[BC] Turntables (WAS:Achieving good S/N)
Robert Orban
rorban
Sat Jan 7 08:11:32 CST 2006
At 10:00 PM 1/5/2006, you wrote:
>From: Rich Wood <richwood at pobox.com>
>Subject: Re: [BC] Turntables (WAS:Achieving good S/N)
>To: Broadcast Radio Mailing List <broadcast at radiolists.net>
>Message-ID: <7.0.0.16.2.20060105192420.07f71560 at yahoo.com>
>Content-Type: text/plain; charset="us-ascii"; format=flowed
>
>------ At 09:25 AM 1/5/2006, Mark Durenberger wrote: -------
>
> >This may be urban legend, but I was told this recording was made
> >with one stereo pickup, directly over the conductor's head. It was
> >felt that the orchestra would sound 'correct' at that spot.
>
>Actually, that's often called the Classical micing technique. Some
>engineers prefer the mic a little further over the first few seats if
>recorded in a concert hall. Then Columbia came along and stuffed a
>mic down the throat of every instrument and recreated the orchestra
>in the mix.
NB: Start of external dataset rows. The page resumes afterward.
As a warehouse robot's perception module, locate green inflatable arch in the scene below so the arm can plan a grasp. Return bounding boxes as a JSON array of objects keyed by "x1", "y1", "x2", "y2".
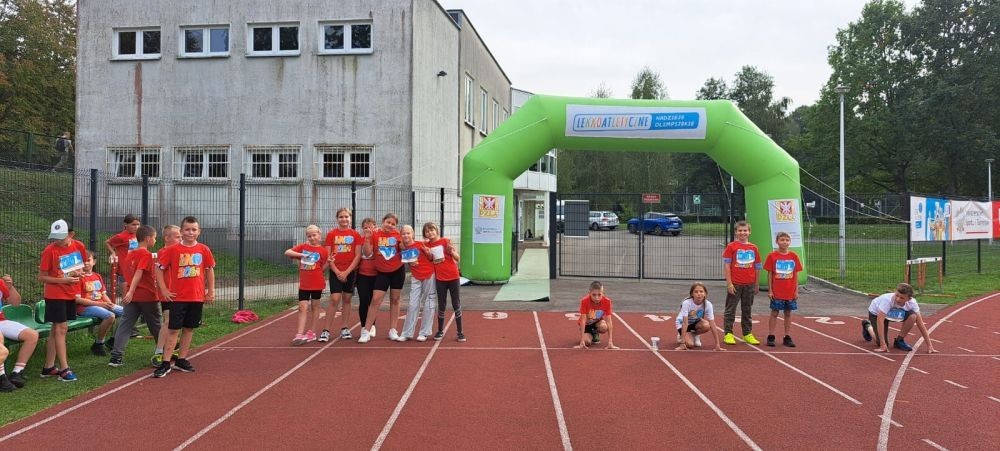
[{"x1": 461, "y1": 95, "x2": 806, "y2": 285}]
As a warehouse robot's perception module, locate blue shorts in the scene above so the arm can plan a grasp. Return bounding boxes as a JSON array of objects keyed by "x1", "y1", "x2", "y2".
[
  {"x1": 76, "y1": 305, "x2": 125, "y2": 321},
  {"x1": 771, "y1": 299, "x2": 799, "y2": 311}
]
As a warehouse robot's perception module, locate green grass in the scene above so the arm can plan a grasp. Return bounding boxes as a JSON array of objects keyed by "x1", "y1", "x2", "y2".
[{"x1": 0, "y1": 300, "x2": 294, "y2": 425}]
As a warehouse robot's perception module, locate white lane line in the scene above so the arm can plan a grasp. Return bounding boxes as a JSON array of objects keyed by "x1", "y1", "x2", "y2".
[
  {"x1": 876, "y1": 293, "x2": 1000, "y2": 451},
  {"x1": 174, "y1": 324, "x2": 360, "y2": 451},
  {"x1": 531, "y1": 312, "x2": 573, "y2": 451},
  {"x1": 923, "y1": 438, "x2": 948, "y2": 451},
  {"x1": 944, "y1": 379, "x2": 969, "y2": 388},
  {"x1": 372, "y1": 314, "x2": 455, "y2": 451},
  {"x1": 0, "y1": 310, "x2": 298, "y2": 443},
  {"x1": 612, "y1": 313, "x2": 762, "y2": 451},
  {"x1": 718, "y1": 328, "x2": 861, "y2": 406}
]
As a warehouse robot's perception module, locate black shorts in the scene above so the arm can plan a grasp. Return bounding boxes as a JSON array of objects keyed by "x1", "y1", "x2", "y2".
[
  {"x1": 170, "y1": 302, "x2": 204, "y2": 330},
  {"x1": 299, "y1": 290, "x2": 323, "y2": 301},
  {"x1": 330, "y1": 271, "x2": 358, "y2": 294},
  {"x1": 43, "y1": 299, "x2": 76, "y2": 323},
  {"x1": 375, "y1": 266, "x2": 406, "y2": 291}
]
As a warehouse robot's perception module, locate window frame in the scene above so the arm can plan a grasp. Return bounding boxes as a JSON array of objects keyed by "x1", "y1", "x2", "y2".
[
  {"x1": 246, "y1": 22, "x2": 302, "y2": 57},
  {"x1": 111, "y1": 26, "x2": 163, "y2": 61},
  {"x1": 316, "y1": 19, "x2": 375, "y2": 55},
  {"x1": 177, "y1": 24, "x2": 233, "y2": 58}
]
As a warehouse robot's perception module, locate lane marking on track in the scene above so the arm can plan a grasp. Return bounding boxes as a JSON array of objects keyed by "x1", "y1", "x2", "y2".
[
  {"x1": 0, "y1": 310, "x2": 298, "y2": 443},
  {"x1": 612, "y1": 313, "x2": 762, "y2": 451},
  {"x1": 923, "y1": 438, "x2": 948, "y2": 451},
  {"x1": 531, "y1": 312, "x2": 573, "y2": 451},
  {"x1": 174, "y1": 323, "x2": 361, "y2": 451},
  {"x1": 372, "y1": 313, "x2": 455, "y2": 451},
  {"x1": 944, "y1": 379, "x2": 969, "y2": 388},
  {"x1": 717, "y1": 327, "x2": 861, "y2": 406},
  {"x1": 876, "y1": 293, "x2": 1000, "y2": 451}
]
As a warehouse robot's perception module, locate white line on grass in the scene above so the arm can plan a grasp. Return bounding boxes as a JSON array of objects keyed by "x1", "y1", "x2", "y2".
[
  {"x1": 877, "y1": 293, "x2": 1000, "y2": 451},
  {"x1": 174, "y1": 324, "x2": 360, "y2": 451},
  {"x1": 531, "y1": 312, "x2": 573, "y2": 451},
  {"x1": 612, "y1": 313, "x2": 761, "y2": 451},
  {"x1": 0, "y1": 310, "x2": 296, "y2": 443}
]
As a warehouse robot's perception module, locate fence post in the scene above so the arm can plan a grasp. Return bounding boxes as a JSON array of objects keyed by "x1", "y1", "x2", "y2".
[
  {"x1": 237, "y1": 173, "x2": 247, "y2": 310},
  {"x1": 88, "y1": 169, "x2": 97, "y2": 252},
  {"x1": 141, "y1": 174, "x2": 149, "y2": 224}
]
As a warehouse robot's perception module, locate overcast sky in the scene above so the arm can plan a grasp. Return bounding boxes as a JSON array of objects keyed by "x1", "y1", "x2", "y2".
[{"x1": 439, "y1": 0, "x2": 916, "y2": 109}]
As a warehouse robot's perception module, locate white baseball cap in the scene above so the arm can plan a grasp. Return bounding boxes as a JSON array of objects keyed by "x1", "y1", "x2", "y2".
[{"x1": 49, "y1": 219, "x2": 69, "y2": 240}]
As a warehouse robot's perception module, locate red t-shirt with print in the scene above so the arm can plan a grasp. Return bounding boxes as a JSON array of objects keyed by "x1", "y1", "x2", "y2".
[
  {"x1": 764, "y1": 251, "x2": 802, "y2": 301},
  {"x1": 157, "y1": 243, "x2": 215, "y2": 302},
  {"x1": 323, "y1": 228, "x2": 364, "y2": 271},
  {"x1": 372, "y1": 229, "x2": 403, "y2": 272},
  {"x1": 292, "y1": 243, "x2": 330, "y2": 291},
  {"x1": 38, "y1": 240, "x2": 87, "y2": 301},
  {"x1": 427, "y1": 238, "x2": 460, "y2": 282},
  {"x1": 722, "y1": 241, "x2": 761, "y2": 285}
]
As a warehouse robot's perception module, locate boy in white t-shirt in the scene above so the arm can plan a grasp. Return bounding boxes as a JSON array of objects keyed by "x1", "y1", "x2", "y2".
[{"x1": 861, "y1": 283, "x2": 937, "y2": 354}]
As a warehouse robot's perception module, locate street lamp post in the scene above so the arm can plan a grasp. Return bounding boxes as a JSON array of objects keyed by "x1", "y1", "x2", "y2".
[{"x1": 834, "y1": 85, "x2": 847, "y2": 280}]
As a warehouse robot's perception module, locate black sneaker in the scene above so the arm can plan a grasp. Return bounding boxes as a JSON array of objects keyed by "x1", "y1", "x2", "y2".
[
  {"x1": 153, "y1": 361, "x2": 170, "y2": 378},
  {"x1": 10, "y1": 370, "x2": 28, "y2": 388},
  {"x1": 171, "y1": 359, "x2": 194, "y2": 373},
  {"x1": 0, "y1": 374, "x2": 17, "y2": 392}
]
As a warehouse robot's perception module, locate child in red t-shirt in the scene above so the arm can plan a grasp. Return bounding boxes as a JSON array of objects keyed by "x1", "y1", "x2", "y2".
[
  {"x1": 153, "y1": 216, "x2": 215, "y2": 377},
  {"x1": 424, "y1": 222, "x2": 465, "y2": 341},
  {"x1": 76, "y1": 251, "x2": 123, "y2": 357},
  {"x1": 38, "y1": 219, "x2": 87, "y2": 382},
  {"x1": 285, "y1": 225, "x2": 330, "y2": 346},
  {"x1": 573, "y1": 280, "x2": 618, "y2": 349},
  {"x1": 764, "y1": 232, "x2": 802, "y2": 348},
  {"x1": 319, "y1": 208, "x2": 362, "y2": 341},
  {"x1": 722, "y1": 221, "x2": 761, "y2": 345}
]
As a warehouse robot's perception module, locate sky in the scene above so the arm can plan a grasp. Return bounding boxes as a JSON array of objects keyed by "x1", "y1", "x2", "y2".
[{"x1": 448, "y1": 0, "x2": 917, "y2": 109}]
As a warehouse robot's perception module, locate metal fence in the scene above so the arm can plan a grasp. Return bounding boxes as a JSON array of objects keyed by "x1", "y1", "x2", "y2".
[{"x1": 0, "y1": 161, "x2": 461, "y2": 308}]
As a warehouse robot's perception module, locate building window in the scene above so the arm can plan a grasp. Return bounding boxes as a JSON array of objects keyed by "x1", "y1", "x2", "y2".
[
  {"x1": 465, "y1": 74, "x2": 476, "y2": 127},
  {"x1": 107, "y1": 146, "x2": 160, "y2": 178},
  {"x1": 319, "y1": 20, "x2": 372, "y2": 55},
  {"x1": 174, "y1": 146, "x2": 229, "y2": 179},
  {"x1": 479, "y1": 88, "x2": 490, "y2": 135},
  {"x1": 316, "y1": 144, "x2": 375, "y2": 181},
  {"x1": 244, "y1": 145, "x2": 299, "y2": 180},
  {"x1": 111, "y1": 27, "x2": 160, "y2": 60},
  {"x1": 247, "y1": 23, "x2": 300, "y2": 56},
  {"x1": 179, "y1": 25, "x2": 229, "y2": 58}
]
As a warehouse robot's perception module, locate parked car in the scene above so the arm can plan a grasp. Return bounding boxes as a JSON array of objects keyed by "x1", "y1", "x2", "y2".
[
  {"x1": 590, "y1": 211, "x2": 618, "y2": 230},
  {"x1": 628, "y1": 211, "x2": 684, "y2": 236}
]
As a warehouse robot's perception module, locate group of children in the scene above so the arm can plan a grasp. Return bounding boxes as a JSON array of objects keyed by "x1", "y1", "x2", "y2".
[
  {"x1": 574, "y1": 221, "x2": 937, "y2": 353},
  {"x1": 285, "y1": 208, "x2": 466, "y2": 345}
]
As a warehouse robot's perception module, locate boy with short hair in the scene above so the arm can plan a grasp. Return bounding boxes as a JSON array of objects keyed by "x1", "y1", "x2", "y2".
[
  {"x1": 0, "y1": 274, "x2": 38, "y2": 391},
  {"x1": 764, "y1": 232, "x2": 802, "y2": 348},
  {"x1": 108, "y1": 225, "x2": 160, "y2": 367},
  {"x1": 722, "y1": 221, "x2": 761, "y2": 345},
  {"x1": 573, "y1": 280, "x2": 618, "y2": 349},
  {"x1": 38, "y1": 219, "x2": 87, "y2": 382},
  {"x1": 861, "y1": 283, "x2": 937, "y2": 354},
  {"x1": 153, "y1": 216, "x2": 215, "y2": 378}
]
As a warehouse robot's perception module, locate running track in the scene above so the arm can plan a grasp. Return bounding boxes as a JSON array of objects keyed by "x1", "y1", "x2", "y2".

Then added phony concert hall ambiance.
>
>Most of the "direct-to-disc" and audiophile recordings used two
>omnidirectional mics to take advantage of halls with great acoustics.
There were two fundamentally different "classic" techniques: Blumlein (AKA
"coincident" or "intensity stereo") miking, which was developed in Alan
Blumlein in the '30s for EMI (IIRC), and the "spaced triplet" technique,
which was developed by Bell Labs and first used for the famous "high
fidelity" Philadelphia to New York stereophonic transmission of the
Philadelphia Orchestra under Leopold Stokowsky (using L/C/R three-channel
stereophony via 15 kHz equalized telephone lines). I believe that this
slightly pre-dated Blumlein.
There is a lot of literature about stereophonic miking techniques around
for those who want to search it out. Suffice it to say that the "classic"
work in the field was done WAY before Columbia or RCA Living Stereo (based
on the Bell Labs techniques), both of which date from the late '50s.